Hi,
I have a very simple helloworld project that I am trying to run in Databricks. End goal would be comparing Pandas_UDF and Scala UDF performance (converting protobuf message to JSON string). I have a similar library written in Python but its performance isn’t that great.
The project folder (helloworld) contains the following files. File names have been stripped from other subdirs than src. However, I am having some dependency problems with scalapb in my very first trials. In the test trial, I am using only a single message. The message is b64-encoded string.
.
|-- project
| |-- project
| `-- target
|-- src
| |-- main
| | |-- protobuf
| | | `-- my_proto_definition.proto
| | `-- scala
| | `-- example
| | |-- b64_to_json.scala
| | |-- gzip.scala
| | `-- sample.scala
`-- test
`-- scala
`-- example
`-- target
|-- global-logging
|-- scala-2.12
|-- streams
`-- task-temp-directory
The ./buildt.sbt has contents of:
import Dependencies._
ThisBuild / scalaVersion := "2.12.15"
ThisBuild / version := "0.1.0-SNAPSHOT"
ThisBuild / organization := "com.example"
ThisBuild / organizationName := "example"

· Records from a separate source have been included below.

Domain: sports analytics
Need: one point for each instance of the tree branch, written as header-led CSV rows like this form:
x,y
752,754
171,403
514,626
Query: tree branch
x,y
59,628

lazy val root = (project in file("."))
.settings(
name := "helloworld",
libraryDependencies += scalaTest % Test
)
// gdpr=false ignores the stubs
Compile / PB.targets := Seq(
scalapb.gen(grpc=false) -> (Compile / sourceManaged).value / "scalapb"
)
libraryDependencies ++= Seq(
"io.grpc" % "grpc-netty" % scalapb.compiler.Version.grpcJavaVersion,
"com.thesamet.scalapb" %% "scalapb-runtime-grpc" % scalapb.compiler.Version.scalapbVersion
)
libraryDependencies += "com.thesamet.scalapb" %% "scalapb-json4s" % "0.11.1"

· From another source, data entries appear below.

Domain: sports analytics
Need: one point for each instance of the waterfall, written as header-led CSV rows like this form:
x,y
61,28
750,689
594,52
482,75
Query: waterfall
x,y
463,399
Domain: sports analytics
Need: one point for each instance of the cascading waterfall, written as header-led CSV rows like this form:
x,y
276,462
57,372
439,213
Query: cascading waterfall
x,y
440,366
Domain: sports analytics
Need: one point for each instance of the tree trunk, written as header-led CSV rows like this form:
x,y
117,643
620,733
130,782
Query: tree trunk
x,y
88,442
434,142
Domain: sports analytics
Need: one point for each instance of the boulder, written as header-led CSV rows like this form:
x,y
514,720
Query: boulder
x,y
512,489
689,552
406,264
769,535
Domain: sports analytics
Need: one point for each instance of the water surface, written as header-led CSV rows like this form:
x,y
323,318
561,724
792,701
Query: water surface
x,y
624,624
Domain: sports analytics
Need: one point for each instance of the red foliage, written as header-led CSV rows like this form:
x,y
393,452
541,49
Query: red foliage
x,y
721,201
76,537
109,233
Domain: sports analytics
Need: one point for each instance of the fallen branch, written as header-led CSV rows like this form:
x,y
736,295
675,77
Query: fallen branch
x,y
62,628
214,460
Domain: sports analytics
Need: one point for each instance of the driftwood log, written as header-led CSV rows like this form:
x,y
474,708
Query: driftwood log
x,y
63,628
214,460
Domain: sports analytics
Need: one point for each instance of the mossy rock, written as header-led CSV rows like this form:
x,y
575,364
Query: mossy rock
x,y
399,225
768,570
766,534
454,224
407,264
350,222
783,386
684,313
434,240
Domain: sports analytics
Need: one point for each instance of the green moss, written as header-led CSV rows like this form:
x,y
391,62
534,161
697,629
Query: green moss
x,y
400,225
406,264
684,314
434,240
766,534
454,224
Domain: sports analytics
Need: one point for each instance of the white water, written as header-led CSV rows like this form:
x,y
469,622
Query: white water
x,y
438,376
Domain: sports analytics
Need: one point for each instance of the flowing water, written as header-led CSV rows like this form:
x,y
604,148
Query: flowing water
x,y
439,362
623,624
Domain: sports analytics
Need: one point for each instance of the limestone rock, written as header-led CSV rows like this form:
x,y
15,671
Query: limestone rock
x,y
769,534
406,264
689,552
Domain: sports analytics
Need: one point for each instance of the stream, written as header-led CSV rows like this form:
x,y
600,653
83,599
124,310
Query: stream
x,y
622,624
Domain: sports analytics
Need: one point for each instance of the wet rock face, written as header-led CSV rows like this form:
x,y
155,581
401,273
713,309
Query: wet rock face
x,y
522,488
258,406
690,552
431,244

The files in ./src/main/scala/example contain:
- sample.scala - a b64-encoded binary message in a string called sample_str
- gzip.scala - an object Gzip with a method decompress. It decompresses a gzip.

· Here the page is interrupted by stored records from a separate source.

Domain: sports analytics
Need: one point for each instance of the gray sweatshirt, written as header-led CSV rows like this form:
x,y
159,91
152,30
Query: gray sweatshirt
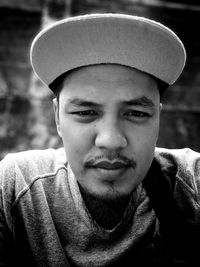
x,y
44,221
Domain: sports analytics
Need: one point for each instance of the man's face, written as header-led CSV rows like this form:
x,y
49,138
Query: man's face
x,y
108,119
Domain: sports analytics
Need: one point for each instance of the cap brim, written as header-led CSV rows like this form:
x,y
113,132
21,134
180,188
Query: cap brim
x,y
128,40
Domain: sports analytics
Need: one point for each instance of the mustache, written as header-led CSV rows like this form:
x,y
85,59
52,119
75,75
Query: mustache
x,y
111,157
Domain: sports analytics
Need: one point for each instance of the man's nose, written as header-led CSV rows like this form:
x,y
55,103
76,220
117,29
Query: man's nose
x,y
110,136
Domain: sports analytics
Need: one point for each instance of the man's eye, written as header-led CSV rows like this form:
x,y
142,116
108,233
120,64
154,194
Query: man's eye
x,y
136,113
84,113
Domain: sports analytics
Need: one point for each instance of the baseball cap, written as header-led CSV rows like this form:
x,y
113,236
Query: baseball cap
x,y
91,39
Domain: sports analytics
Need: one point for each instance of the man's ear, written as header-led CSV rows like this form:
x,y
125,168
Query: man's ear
x,y
56,113
160,107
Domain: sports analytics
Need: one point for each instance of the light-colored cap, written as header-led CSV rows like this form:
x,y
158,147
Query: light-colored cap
x,y
91,39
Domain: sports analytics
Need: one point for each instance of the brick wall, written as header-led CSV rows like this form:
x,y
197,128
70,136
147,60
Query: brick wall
x,y
26,115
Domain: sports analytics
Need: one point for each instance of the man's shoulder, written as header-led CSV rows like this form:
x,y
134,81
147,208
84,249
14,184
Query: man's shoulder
x,y
183,165
185,157
30,164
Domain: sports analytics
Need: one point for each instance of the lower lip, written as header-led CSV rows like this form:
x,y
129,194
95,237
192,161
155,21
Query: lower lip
x,y
110,174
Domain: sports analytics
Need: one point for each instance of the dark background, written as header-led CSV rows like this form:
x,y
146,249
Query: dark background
x,y
26,114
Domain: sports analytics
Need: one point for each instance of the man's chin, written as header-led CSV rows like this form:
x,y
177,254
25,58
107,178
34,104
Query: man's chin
x,y
108,193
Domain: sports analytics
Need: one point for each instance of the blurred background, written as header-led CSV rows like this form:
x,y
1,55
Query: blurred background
x,y
26,114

- b64_to_json.scala - Check the code below
b64_to_json.scala code below:
package example
import example.Sample.sample_str
import <hidden>.my_proto_definition.Msg
import scalapb.json4s.JsonFormat
import java.util.Base64
import example.Gzip.decompress
object b64_to_json {
def to_json( a:String = sample_str) : String = {
val decoded_temp: Array[Byte] = Base64.getDecoder().decode(a)
val decoded: Array[Byte] = decoded_temp.slice(1, decoded_temp.length)
val decompressed: Array[Byte] = decompress(decoded)
val parsed: Msg = Msg.parseFrom(decompressed)
val r: String = JsonFormat.toJsonString(parsed)
return r
}
}
When I run the code with sbt console
, I can import the scalapb.json4s.JsonFormat
fine. I am able to convert the b64-encoded message into JSON.
But when I install the packaged JAR file (target/scala-2.12/helloworld_2.12-0.1.0-SNAPSHOT.jar) to a cluster running in Databricks,trying to import anything from scalapb gives an error message:
error: object json4s is not a member of package scalapb
What am I understanding wrong from how Scala/sbt solves the dependencies? I tried reading the Scala Docs, sbt docs and the O’Reilly book Programming Scala (2nd ed), but I just can’t seem to figure out what needs to be added and where. Calling the sbt dependencyTree
outputs a tree that includes the com.thesamet.scalapb.